The class has been certified in several consolidated class actions against Internet consulting firm marchFIRST, Inc., (formerly AMEX:MQ) and certain of its officers and directors by stockholders who purchased the company's common stock between March 23, 2000, and November 20, 2000. The actions claim that the defendants violated federal securities laws by issuing a series of material misrepresentations to the market over this time period, thereby artificially inflating the price of the company's securities. If you wish to remain a member of the class, you are not required to do anything at the present time.
The action alleges that, during the applicable period, defendants Robert F. Bernard, Robert T. Clarkson and Bert B. Young, who were officers and directors of the company, made a series of false statements and omitted to state facts concerning, among other things: (1) the collectibility of the marchFIRST accounts receivable; (2) the integration of Whittman-Hart and USWeb/CKS; and (3) the company's revenues and earnings. These material misrepresentations and omissions allegedly inflated the price of marchFIRST common stock, causing investors to pay more for the stock than they should have. The stockholders seek to recover compensatory damages for the loss of value of their stock.
The action alleges that marchFIRST management engaged in a variety of conduct designed to create the impression that marchFIRST was enjoying success in the marketplace when it was really in deep financial trouble. The misimpressions were fostered by inappropriate venture investments, improper income recognition in the form of 'roundtripping' abuses, overhiring, excessive real estate spending, and a variety of other corporate waste. This facade of success came at the cost of wasting untold millions of dollars by building an infrastructure for growth that did not exist at the company. Those abuses allegedly continued and accelerated even while marchFIRST was rapidly approaching insolvency.

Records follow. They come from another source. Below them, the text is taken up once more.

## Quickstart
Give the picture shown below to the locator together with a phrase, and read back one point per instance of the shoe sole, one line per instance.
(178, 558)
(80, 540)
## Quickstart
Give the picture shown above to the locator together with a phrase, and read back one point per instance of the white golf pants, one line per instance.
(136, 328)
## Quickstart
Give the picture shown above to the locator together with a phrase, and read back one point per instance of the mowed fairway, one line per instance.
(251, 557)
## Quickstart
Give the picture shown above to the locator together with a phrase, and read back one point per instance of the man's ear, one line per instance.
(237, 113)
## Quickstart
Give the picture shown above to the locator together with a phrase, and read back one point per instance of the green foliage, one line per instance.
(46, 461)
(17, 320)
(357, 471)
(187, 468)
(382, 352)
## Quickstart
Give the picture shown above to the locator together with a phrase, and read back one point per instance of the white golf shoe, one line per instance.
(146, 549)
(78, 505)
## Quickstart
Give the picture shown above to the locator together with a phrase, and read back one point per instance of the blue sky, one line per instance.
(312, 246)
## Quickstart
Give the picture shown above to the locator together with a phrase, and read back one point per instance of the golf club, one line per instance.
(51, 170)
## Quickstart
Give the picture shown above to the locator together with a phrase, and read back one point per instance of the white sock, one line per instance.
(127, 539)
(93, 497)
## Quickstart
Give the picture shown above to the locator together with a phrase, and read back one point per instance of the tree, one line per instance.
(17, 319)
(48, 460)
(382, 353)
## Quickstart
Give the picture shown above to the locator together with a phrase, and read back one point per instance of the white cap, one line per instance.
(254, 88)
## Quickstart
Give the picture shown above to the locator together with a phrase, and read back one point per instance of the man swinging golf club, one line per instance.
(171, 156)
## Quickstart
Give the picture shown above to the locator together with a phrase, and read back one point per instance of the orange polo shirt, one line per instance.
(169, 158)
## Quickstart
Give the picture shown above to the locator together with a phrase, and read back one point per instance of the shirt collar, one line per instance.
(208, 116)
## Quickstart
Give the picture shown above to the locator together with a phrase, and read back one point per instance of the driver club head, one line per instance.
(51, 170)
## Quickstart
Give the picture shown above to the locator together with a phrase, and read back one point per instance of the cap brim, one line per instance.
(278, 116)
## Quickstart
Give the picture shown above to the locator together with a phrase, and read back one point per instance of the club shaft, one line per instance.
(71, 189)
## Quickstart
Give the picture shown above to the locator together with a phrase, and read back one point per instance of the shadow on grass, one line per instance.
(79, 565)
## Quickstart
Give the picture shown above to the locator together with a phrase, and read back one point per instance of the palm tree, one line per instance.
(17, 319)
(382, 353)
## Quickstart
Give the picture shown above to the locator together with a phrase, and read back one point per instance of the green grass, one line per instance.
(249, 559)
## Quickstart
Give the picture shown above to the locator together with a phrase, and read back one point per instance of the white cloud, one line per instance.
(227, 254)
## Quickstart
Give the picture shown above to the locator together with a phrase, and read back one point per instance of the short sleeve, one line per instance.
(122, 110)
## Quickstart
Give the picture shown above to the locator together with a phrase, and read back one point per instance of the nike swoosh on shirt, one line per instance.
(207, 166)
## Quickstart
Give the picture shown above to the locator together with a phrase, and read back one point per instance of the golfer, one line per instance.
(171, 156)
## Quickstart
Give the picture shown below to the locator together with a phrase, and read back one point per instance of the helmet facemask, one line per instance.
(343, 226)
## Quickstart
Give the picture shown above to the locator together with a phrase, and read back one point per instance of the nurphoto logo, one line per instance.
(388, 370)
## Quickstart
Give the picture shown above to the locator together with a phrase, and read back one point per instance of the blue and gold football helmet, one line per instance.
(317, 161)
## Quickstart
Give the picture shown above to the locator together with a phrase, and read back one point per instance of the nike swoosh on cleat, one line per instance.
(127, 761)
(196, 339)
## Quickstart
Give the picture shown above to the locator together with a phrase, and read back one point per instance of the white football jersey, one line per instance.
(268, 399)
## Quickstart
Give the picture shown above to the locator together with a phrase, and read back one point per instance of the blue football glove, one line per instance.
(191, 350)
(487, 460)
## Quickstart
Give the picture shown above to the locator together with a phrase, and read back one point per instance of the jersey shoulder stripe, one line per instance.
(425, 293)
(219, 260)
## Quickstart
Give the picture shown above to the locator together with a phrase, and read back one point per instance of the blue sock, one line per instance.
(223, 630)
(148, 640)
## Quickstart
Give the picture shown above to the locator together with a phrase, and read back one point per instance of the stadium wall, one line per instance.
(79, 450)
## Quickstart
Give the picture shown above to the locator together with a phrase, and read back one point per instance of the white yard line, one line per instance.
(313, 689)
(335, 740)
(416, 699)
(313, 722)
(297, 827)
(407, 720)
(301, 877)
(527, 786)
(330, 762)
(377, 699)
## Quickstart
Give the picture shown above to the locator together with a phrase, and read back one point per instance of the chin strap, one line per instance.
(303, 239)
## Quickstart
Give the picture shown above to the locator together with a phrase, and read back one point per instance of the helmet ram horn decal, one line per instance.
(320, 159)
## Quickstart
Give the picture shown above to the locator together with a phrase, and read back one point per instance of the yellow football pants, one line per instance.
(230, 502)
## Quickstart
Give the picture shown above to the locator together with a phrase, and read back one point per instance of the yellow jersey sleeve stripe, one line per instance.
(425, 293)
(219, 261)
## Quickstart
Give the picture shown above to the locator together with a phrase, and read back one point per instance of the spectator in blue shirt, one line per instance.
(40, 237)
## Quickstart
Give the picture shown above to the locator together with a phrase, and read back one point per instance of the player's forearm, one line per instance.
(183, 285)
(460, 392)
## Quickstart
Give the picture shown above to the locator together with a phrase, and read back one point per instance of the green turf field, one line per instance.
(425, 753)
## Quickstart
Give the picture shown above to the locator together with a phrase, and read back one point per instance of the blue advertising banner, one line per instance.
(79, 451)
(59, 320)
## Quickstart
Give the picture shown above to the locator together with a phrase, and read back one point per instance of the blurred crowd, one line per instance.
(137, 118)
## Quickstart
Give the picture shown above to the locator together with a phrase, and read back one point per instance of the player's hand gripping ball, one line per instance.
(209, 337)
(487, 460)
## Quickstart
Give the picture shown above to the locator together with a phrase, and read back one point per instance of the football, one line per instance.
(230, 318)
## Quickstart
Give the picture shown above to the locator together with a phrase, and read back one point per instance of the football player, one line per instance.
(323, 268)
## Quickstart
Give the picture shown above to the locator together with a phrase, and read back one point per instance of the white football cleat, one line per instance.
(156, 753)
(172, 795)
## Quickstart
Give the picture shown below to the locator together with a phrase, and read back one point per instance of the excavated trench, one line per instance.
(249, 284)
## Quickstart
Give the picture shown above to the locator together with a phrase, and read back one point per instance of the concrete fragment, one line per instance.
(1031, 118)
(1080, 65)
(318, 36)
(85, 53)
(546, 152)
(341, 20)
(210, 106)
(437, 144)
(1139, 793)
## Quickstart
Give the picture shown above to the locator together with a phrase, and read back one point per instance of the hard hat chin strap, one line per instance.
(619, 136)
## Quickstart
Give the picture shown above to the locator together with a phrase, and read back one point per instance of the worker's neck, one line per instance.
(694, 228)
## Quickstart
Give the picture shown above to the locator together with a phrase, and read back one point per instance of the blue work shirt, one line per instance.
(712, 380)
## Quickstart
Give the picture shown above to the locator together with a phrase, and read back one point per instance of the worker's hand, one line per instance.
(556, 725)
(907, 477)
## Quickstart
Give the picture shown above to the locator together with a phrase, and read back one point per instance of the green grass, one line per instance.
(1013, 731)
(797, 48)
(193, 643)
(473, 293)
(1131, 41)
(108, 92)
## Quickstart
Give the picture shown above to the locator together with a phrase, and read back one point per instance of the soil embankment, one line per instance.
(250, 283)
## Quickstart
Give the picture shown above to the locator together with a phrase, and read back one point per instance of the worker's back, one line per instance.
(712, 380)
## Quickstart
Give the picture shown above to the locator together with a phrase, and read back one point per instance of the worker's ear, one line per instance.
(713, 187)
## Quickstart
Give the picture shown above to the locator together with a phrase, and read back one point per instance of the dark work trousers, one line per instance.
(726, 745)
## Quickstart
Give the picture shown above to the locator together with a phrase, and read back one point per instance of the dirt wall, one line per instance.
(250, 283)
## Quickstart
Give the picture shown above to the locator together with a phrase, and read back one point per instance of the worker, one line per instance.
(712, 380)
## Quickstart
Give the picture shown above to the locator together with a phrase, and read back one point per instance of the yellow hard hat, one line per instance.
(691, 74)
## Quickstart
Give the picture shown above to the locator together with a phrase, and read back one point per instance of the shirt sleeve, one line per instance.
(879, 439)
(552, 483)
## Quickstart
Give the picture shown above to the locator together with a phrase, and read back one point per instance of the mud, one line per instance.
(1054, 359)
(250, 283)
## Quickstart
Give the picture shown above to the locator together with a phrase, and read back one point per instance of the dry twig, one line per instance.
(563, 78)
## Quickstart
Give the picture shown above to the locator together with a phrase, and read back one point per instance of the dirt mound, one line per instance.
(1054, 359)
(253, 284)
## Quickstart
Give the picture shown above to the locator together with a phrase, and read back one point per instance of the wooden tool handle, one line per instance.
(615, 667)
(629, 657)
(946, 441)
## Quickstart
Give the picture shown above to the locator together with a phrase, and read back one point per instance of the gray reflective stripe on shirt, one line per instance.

marchFIRST was a high-flying dotcom, and had many well-known companies as customers, such as Apple and Saks Fifth Avenue, and IBM, Novell (who reportedly lost millions), and Microsoft (who loaned them money) as partners. Many reports at the time of its demise viewed it as a victim of the dot-com bubble bursting. In fact, it made it into the Museum of E-Failure, as an example of that era's busts.
Unless a settlement is reached, this matter will have to be decided by a trial jury. A date for the trial has not yet been set.